Finished an Executive pen with Buckeye burl . Was planning on doing a pen n pencil set and didn't notice that I received two pens lol . I'll add the pencil when I get the kit in and together .
Thanks for looking !

Reactions: Like 8


----------



## jaustin (Dec 11, 2013)

Like the look of the Buckeye.
What type of finish you do on the pen?


----------



## manbuckwal (Dec 11, 2013)

Thanks , I used Mylands sanding sealer and six light coats of WOP .


----------



## rdabpenman (Dec 11, 2013)

Great looking timber in that one.
Well done.
Les

Reactions: Like 1


----------



## Bean_counter (Dec 12, 2013)

That's a great looking pen. What's your thoughts on those components?

Reactions: Like 1


----------



## manbuckwal (Dec 12, 2013)

Bean_counter said:


> That's a great looking pen. What's your thoughts on those components?


Not sure exactly what you are asking, but I've made four sets for different ppl and my only complaint is that I have to crimp the inner cap tube a lil with my fingers so it grips the pencil mechanism tight enough so it doesn't slip . Very easy to put together .

Reactions: Like 1


----------



## ironman123 (Dec 12, 2013)

Very nice pen and blank.

Ray

Reactions: Like 1


----------



## Patrude (Dec 13, 2013)

Nicely done. Great looking finish

Reactions: Like 1


----------



## duncsuss (Dec 13, 2013)

Very nice job 

You reminded me that I started one of these a year ago (it came in the 3/8ths starter kit) but I messed up the blank so I never completed it. Since I had to place an order with PSI anyway, I added some spare tubes so maybe I'll get it done one of these days.

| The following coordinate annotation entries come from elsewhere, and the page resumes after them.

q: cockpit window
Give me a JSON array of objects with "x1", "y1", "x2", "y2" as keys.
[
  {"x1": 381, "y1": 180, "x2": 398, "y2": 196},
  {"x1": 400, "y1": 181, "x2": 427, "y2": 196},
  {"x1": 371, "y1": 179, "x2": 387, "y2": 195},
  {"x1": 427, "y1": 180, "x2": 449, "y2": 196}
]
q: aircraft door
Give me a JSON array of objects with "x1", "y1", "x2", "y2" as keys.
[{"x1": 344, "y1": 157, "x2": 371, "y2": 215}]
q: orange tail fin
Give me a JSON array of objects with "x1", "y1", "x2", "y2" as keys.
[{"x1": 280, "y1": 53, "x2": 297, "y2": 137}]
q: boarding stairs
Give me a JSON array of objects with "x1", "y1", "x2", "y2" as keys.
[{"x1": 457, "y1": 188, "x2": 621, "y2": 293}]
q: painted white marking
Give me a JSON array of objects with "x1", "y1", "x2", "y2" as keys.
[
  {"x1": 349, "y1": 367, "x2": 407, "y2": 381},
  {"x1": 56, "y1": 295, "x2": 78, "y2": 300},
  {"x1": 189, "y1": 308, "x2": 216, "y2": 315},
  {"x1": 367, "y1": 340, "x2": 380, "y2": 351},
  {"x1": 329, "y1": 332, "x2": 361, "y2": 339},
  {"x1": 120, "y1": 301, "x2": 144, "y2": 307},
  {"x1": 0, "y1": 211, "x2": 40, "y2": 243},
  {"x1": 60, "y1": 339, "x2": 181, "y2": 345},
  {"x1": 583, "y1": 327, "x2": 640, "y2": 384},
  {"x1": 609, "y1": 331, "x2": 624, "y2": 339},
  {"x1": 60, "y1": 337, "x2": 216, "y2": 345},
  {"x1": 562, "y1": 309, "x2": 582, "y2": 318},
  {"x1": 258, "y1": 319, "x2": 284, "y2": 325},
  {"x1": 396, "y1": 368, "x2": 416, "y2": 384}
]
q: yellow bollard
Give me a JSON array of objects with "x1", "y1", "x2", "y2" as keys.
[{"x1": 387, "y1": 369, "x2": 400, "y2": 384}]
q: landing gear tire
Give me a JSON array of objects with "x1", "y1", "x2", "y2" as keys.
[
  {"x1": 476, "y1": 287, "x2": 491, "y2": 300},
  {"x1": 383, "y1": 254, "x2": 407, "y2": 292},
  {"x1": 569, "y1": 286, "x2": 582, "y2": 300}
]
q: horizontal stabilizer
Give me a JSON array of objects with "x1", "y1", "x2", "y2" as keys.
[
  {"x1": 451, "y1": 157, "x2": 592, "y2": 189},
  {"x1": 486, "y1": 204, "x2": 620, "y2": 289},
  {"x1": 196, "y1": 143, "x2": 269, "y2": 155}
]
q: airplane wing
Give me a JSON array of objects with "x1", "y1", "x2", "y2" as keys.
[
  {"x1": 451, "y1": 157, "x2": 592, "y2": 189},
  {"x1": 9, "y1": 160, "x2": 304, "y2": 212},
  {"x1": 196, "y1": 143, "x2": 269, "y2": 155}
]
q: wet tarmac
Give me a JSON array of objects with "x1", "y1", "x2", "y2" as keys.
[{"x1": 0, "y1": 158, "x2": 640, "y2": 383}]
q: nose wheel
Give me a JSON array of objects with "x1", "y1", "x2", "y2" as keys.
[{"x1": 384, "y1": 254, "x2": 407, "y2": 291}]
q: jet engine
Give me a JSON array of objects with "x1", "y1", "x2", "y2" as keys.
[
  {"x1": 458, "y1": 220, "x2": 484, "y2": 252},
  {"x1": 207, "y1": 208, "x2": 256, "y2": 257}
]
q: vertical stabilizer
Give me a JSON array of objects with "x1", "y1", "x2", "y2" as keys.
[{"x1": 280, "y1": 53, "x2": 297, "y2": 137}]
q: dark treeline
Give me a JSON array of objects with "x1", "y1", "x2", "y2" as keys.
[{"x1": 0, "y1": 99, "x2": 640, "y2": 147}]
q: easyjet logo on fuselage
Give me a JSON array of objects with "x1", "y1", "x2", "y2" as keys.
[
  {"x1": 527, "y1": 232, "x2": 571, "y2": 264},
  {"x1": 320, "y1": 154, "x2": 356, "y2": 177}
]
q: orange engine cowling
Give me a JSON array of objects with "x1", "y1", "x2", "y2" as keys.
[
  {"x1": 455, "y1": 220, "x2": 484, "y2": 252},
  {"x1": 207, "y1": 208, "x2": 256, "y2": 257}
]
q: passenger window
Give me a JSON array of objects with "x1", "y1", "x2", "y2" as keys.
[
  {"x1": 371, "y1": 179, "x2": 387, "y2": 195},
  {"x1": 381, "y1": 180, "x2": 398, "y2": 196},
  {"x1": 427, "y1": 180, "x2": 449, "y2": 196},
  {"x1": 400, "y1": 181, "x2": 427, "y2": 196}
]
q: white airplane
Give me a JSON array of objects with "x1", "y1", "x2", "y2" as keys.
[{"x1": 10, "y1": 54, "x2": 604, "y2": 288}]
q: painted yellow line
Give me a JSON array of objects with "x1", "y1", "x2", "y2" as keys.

And on the strength of your great looking pen here, I added another pen kit (and a matching pencil kit!) too.

Reactions: Like 1


----------



## Bean_counter (Dec 13, 2013)

manbuckwal said:


> my only complaint is that I have to crimp the inner cap tube a lil with my fingers so it grips the pencil mechanism tight enough so it doesn't slip . Very easy to put together .



That's what I needed to know, thank you!

Reactions: Like 1


----------